Introduction: One of the complications of diabetes disease is diabetic retinopathy (DR). Diabetic patients may suffer from total loss of sight that's if it is not detected and medicated early. The early detection of DR is very important during funds screening on regular basis. Detection and grading of DR are difficult because most fundus images suffer from undersaturation and noise.
Method: This paper proposes a new enhancement process as a solution to the poor quality of fundus images. It also proposes two architectures of convolutional neural network (CNN) models. The first one is the binary classifier of DR images into normal and abnormal. The second CNN architecture to classify severity grades of DR. In this study we also utilized different pre-trained convolutional neural network models to show the impact on the performance of the use of transfer learning from pre-trained CNN models vs newly defined architectures. The pre-trained CNN models and the two new proposed CNN models are tested using Messidor1, Messidor2, and Kaggle EyePACS datasets.

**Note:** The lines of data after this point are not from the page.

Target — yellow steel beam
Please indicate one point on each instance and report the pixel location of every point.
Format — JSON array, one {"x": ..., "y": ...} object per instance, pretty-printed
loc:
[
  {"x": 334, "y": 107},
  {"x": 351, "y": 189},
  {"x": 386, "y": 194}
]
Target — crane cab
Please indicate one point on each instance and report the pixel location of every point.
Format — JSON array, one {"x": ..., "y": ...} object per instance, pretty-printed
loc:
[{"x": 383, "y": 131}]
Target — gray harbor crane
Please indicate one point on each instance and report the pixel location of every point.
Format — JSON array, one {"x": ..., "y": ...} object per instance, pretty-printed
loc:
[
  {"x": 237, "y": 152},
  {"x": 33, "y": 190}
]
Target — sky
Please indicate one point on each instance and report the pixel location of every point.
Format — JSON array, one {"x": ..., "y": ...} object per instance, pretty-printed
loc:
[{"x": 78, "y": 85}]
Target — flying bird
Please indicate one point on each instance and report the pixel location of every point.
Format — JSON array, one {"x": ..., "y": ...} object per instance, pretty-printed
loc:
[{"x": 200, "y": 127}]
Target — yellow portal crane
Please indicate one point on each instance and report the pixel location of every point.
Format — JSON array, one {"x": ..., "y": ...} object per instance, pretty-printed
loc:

Results: The proposed binary classifier model results in F1-score 0.9387, 0.9629, and 0.9430 on Messidor-1, Messidor-2, and EyePACS datasets respectively. The proposed second model classifies the five grades with F1-score of 0.9133, 0.9226, and 0.9393 on Messidor1, Messidor2, and Kaggle EyePACS datasets respectively.
Conclusion: The new proposed CNN model proved its reliability and efficiency to detect DR and classify severity grades of DR in funds image. Preprocessing techniques enhanced the performance by 10.83% of accuracy and 0.13037 in AUC using the binary model.